Add structured data (JSON-LD) to HTML items from CSS selectors

This is for:

In this article

Basic recipe
Usage
Examples

When using a Coveo Machine Learning (Coveo ML) Smart Snippet model to extract questions and answers from a web page, we recommend that you use Google structured data in JSON-LD format within the <head> of the web page HTML for optimal results.

In addition to, or in the absence of JSON-LD, the model searches headers (<h> tags) in HTML items and uses the content that appears within these headers to extract snippets. See Optimize the content for further information on how Coveo ML Smart Snippet models leverage HTML content to extract snippets.

However, if your web page doesn’t contain JSON-LD, and the questions contained in the web page aren’t formatted using HTML headers (<h> tags), you can use a pre-conversion indexing pipeline extension (IPE) script to specify CSS selectors to identify the questions and answers in an HTML item.

This article provides instructions on how to create this IPE script and assign it to your source.

When CSS selectors are specified to identify questions and answers, this IPE uses these selectors to create JSON-LD structured content and add the rendering to the <head> of the HTML item.

Basic recipe

The following code sample shows the pre-conversion IPE script that can be used to specify CSS selectors:

import json
from bs4 import BeautifulSoup
from typing import List
# 1. Reading the document and parse HTML content
data_stream = document.get_data_stream('documentdata')
soup = BeautifulSoup(data_stream.read().decode(), 'html.parser')
# 2. Fetch questions and answers from HTML elements.
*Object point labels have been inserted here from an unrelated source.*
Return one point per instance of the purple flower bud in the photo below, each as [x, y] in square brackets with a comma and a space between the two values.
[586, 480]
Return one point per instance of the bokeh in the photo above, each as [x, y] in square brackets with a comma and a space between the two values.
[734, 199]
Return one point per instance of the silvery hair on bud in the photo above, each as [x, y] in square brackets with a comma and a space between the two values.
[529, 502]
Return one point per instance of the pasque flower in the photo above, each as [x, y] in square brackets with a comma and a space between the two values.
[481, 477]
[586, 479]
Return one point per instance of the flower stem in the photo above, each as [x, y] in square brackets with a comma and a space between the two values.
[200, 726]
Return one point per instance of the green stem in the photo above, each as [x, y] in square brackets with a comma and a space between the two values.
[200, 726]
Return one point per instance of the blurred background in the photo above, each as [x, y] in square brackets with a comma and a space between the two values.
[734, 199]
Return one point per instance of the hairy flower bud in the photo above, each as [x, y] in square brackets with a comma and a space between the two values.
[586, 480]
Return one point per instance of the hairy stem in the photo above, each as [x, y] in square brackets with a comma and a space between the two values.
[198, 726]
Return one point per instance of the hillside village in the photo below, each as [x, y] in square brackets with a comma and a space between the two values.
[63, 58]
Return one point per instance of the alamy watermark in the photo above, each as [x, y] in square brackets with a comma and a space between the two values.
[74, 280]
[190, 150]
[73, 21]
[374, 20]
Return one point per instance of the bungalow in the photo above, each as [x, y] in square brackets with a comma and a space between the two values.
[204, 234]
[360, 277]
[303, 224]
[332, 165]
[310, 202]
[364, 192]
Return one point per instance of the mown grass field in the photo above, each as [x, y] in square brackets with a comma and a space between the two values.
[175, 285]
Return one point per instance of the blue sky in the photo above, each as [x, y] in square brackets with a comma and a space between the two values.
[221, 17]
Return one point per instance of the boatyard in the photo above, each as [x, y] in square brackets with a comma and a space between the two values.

For more information about CSS selector and BeautifulSoup, refer to : https://www.crummy.com/software/BeautifulSoup/bs4/doc/#css-selectors
questions: List[str] = [question.renderContents().decode() for question in soup.select('<QUESTIONS_CSS_SELECTORS>')]
answers: List[str] = [answer.renderContents().decode() for answer in soup.select('<ANSWERS_CSS_SELECTORS>')]
# 3. Creating the FAQ Markup from the extracted questions and answers. For more information about the FAQ markup, refer to: https://developers.google.com/search/docs/advanced/structured-data/faqpage
main_entity = []
for question, answer in zip(questions, answers):
  main_entity.append({"@type": "Question", "name": question,"acceptedAnswer": {"@type": "Answer", "text": answer}})
faq_markup = json.dumps({"@context": "https://schema.org", "@type": "FAQPage", "mainEntity": main_entity})
faq_markup_node = BeautifulSoup("<script type=\"application/ld+json\">" + faq_markup + "</script>", 'html.parser')
# 4. Appending the generated FAQ markup to the current document's head tag
output_stream = document.DataStream('documentdata')
soup.head.append(faq_markup_node)
output_stream.write(str(soup))
document.add_data_stream(output_stream)

Where you replace:

<QUESTIONS_CSS_SELECTORS> with the CSS selectors that represent the headers you want to use for the questions in the source items. See Examples to learn how to use the CSS selectors in the above IPE.
<ANSWERS_CSS_SELECTORS> with the CSS selectors that represent the content you want to use for answers. See Examples to learn how to use the CSS selectors in the above IPE.

Notes

This IPE also allows you to specify CSS selectors to exclude from the source items. See Extension with exclusions to learn how to exclude CSS selectors in the above IPE.
This IPE supports specifying multiple CSS selectors using either the AND or OR logic. See Extension using the OR logic for instructions.

Usage

This section provides instructions on how to create the pre-conversion IPE script and assign it to the desired sources.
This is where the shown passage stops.